Hemen her ülke vergi kanunlarında, çeşitli nedenlerle, vergi istisnalarına ve muafiyetlere yer verilmiştir. Vergi imtiyazları da denilen bu durum, ideal vergi sistemini zedelemektedir. Bu durum, ödeyecek gücü olandan da olmayandan da vergi alınsın anlamına gelmemektedir. Genellik ilkesi olarak da belirtilebilecek bu ilke gereği, hiçbir din, dil, ırk ve sınıf ayırımı yapmadan, hiçbir kişi, zümre veya kuruma

imtiyazlar sağlanmadan, herkes vergi mükellefi olmalı ve vergisini ödeme gücü oranında ödemelidir. Aksi halde çeşitli kişi (muafiyet) ve konulara (istisna) sağlanan bu vergi ayrıcalıkları, vergi kaybına sebebiyet verecektir. Bu durumu önlemek ve kayıt dışılığı azaltmak için, özellikle genellik ve eşitlik ilkelerine uymayan vergi ayrıcalıklarının tamamen kaldırılması gerekmektedir. Bu amaçla, basit usulde vergilendirmenin kaldırılarak, halen bu usulde vergilendirilen mükelleflerden sabit bir işyerinde faaliyet gösterenlerin gerçek usule geçirilmesi, sabit işyeri olmadan faaliyet gösterenlerin ise esnaf muaflığı kapsamına alınması sağlanmalıdır. Aynı doğrultuda, vergiden muaf esnafın esnaf muaflığı belgesi alma zorunluluğu getirilmesi ve bu belgenin yanı sıra tevkifatlı mal alış belgesi düzenlemesinin uygulamaya konulması sağlanabilir.

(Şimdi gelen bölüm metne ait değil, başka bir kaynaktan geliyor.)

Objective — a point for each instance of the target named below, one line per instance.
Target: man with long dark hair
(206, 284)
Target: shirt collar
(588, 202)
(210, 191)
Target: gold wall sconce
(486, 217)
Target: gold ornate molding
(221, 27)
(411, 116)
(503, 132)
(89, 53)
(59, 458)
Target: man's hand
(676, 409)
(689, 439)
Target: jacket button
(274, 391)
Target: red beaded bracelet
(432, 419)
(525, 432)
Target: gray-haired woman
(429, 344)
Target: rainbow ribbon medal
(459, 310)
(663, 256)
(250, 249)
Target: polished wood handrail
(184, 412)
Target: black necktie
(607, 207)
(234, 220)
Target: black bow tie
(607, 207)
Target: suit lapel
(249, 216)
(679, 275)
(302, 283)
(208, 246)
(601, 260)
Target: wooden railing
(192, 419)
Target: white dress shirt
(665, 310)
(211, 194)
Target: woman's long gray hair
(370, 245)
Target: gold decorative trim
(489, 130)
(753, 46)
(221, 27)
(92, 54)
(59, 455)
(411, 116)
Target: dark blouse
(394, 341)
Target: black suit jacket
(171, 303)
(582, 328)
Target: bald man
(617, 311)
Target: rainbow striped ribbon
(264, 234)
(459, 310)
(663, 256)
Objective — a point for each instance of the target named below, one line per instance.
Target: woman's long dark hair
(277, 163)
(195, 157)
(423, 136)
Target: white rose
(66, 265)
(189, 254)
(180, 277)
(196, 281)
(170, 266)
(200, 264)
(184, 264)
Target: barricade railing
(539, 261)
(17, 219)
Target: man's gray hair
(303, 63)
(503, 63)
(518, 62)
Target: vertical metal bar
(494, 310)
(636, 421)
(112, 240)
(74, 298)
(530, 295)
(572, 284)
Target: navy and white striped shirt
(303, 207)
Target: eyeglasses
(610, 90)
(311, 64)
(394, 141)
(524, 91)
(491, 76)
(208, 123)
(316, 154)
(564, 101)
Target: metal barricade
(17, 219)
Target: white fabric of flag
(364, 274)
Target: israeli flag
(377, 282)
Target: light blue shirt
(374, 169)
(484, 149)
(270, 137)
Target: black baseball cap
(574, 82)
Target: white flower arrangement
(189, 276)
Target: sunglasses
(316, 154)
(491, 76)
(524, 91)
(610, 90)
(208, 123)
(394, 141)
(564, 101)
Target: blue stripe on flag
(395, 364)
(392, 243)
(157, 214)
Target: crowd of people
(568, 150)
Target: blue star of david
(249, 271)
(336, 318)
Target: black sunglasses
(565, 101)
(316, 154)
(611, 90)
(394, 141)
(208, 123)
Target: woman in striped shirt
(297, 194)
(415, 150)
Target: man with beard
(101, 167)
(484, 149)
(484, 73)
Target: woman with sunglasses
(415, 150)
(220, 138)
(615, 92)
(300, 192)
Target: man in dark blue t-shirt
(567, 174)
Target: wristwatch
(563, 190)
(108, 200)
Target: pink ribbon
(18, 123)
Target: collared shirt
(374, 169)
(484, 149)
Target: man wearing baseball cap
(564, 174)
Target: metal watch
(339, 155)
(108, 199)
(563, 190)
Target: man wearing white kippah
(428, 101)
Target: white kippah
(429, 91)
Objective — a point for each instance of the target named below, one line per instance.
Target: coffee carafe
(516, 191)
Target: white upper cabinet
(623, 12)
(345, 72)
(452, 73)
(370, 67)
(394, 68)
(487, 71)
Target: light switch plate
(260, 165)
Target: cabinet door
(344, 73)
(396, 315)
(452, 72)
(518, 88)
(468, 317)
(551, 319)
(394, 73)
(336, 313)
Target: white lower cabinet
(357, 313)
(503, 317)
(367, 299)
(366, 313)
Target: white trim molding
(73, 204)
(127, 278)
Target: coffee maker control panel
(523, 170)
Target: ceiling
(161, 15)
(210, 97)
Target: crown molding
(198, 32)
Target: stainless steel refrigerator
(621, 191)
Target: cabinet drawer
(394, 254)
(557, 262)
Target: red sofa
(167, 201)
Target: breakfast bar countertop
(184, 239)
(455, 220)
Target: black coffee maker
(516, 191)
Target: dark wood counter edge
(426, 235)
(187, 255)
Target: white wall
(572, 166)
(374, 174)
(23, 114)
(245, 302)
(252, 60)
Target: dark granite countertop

3.4.1.7. Vergi Maliyetleri Minimum Düzeyde Olmalıdır

İdeal bir vergi sistemi için, vergilerin hem devlete, hem de mükelleflere maliyetlerinin minimum düzeyde olması gerekir. İdeal vergilemede, vergi idaresi vergiyi tarh ve tahsil etmek için minimum düzeyde harcama yapmalı, vergi yükümlüleri vergisini ödemek için hem minimum harcamada bulunmalı, hem de minimum zaman harcamalı, ayrıca her iki karar birimi de minimum sayıda işlemi minimum maliyetle yapmalıdır. Zira vergilemede maliyet ne kadar artarsa, kayıt dışılığa kayma da o kadar fazla olur. Kayıt dışılığı azaltmak için, gerek vergi idaresinin, gerekse vergi yükümlülerinin üzerlerindeki vergi maliyetleri minimum düzeye çekilmelidir.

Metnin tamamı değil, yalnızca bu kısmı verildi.